Deuxième chambre civile, 27 février 2003 — 01-02.901

Cassation Cour de cassation — Deuxième chambre civile

Résumé

Aux termes de l'article 32 de la loi du 5 juillet 1985, les employeurs sont admis à poursuivre directement contre le responsable des dommages ou son assureur le remboursement des charges patronales afférentes aux rémunérations maintenues ou versées à la victime pendant la période d'indisponibilité de celle-ci.

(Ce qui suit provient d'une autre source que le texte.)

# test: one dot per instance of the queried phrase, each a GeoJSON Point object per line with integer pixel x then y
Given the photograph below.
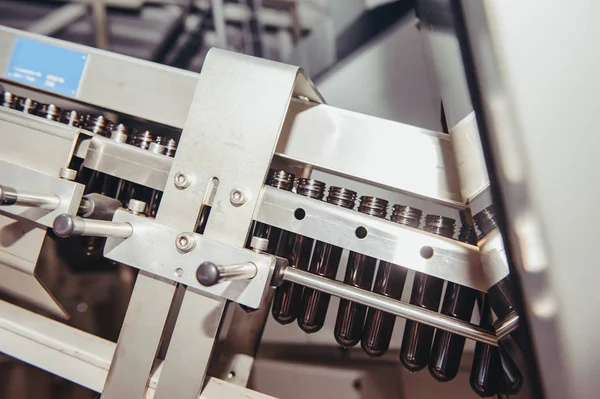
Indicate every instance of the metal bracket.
{"type": "Point", "coordinates": [25, 179]}
{"type": "Point", "coordinates": [152, 247]}
{"type": "Point", "coordinates": [128, 162]}
{"type": "Point", "coordinates": [449, 260]}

Dès lors, viole le texte précité en ne tirant pas les conséquences de ses propres constatations, la cour d'appel qui fixe à un certain montant les charges patronales versées par l'employeur en relation avec l'accident survenu à son salarié, tout en relevant que ces charges étaient pour partie relatives à une période postérieure à la date de cessation de l'incapacité totale de travail.

Thèmes

accident de la circulationtierspayeurrecoursrecours subrogatoire de l'employeursalaires et accessoires du salairecharges patronaleslimiteresponsabilite delictuelle ou quasi delictuelledommageréparationpersonnes pouvant l'obteniremployeur ou organismes débiteurs de prestationsrecours contre le tiers responsable

Textes visés

  • Loi 85-677 1985-07-05 art. 32

Texte intégral

AU NOM DU PEUPLE FRANCAIS

LA COUR DE CASSATION, DEUXIEME CHAMBRE CIVILE, a rendu l'arrêt suivant :

Sur le moyen unique :

Vu l'article 32 de la loi du 5 juillet 1985 ;

Attendu que les employeurs sont admis à poursuivre directement contre le responsable des dommages ou son assureur le remboursement des charges patronales afférentes aux rémunérations maintenues ou versées à la victime pendant la période d'indisponibilité de celle-ci ;

Attendu, selon l'arrêt attaqué, rendu sur renvoi après cassation (2e Civ., 19 mars 1997, n° 95-15.898), que Mme X..., employée d'Electricité de France (EDF), a été victime d'un accident des suites duquel M. Y... et son assureur, la compagnie l'Equité, ont été déclarés tenus à réparation ; qu'EDF a demandé à ceux-ci le remboursement des charges sociales patronales ;

Attendu que pour fixer à un certain montant les charges patronales versées par EDF en relation avec l'accident survenu à Mme X... le 7 février 1986 et rejeter la demande de la compagnie l'Equité et de M. Y... en remboursement d'une partie de celles-ci, intégralement réglées à EDF en exécution de l'arrêt de la cour d'appel d'Aix-en-Provence du 2 mars 1995, l'arrêt retient que l'indisponibilité de Mme X..., totale jusqu'au 19 mai 1986 et partielle à hauteur de 50 % jusqu'au 2 juillet 1994, est en lien direct avec l'accident ; qu'elle a été affectée à un poste au sein d'EDF dans le cadre d'un mi-temps thérapeutique, tout en bénéficiant d'un traitement plein ;

Qu'en statuant ainsi, tout en relevant que les charges patronales versées par EDF étaient pour partie relatives à une période postérieure à la date de cessation de l'incapacité temporaire totale, retenue par l'expert judiciaire, la cour d'appel, qui n'a pas tiré les conséquences légales de ses propres constatations, a violé le texte susvisé ;

PAR CES MOTIFS :

CASSE ET ANNULE, dans toutes ses dispositions, l'arrêt rendu le 5 décembre 2000, entre les parties, par la cour d'appel de Nîmes ; remet, en conséquence, la cause et les parties dans l'état où elles se trouvaient avant ledit arrêt et, pour être fait droit, les renvoie devant la cour d'appel de Montpellier ;

Condamne Electricité de France aux dépens ;

Vu l'article 700 du nouveau Code de procédure civile, rejette la demande d'Electricité de France ;

Dit que sur les diligences du procureur général près la Cour de Cassation, le présent arrêt sera transmis pour être transcrit en marge ou à la suite de l'arrêt cassé ;

Ainsi fait et jugé par la Cour de Cassation, Deuxième chambre civile, et prononcé par le président en son audience publique du vingt-sept février deux mille trois.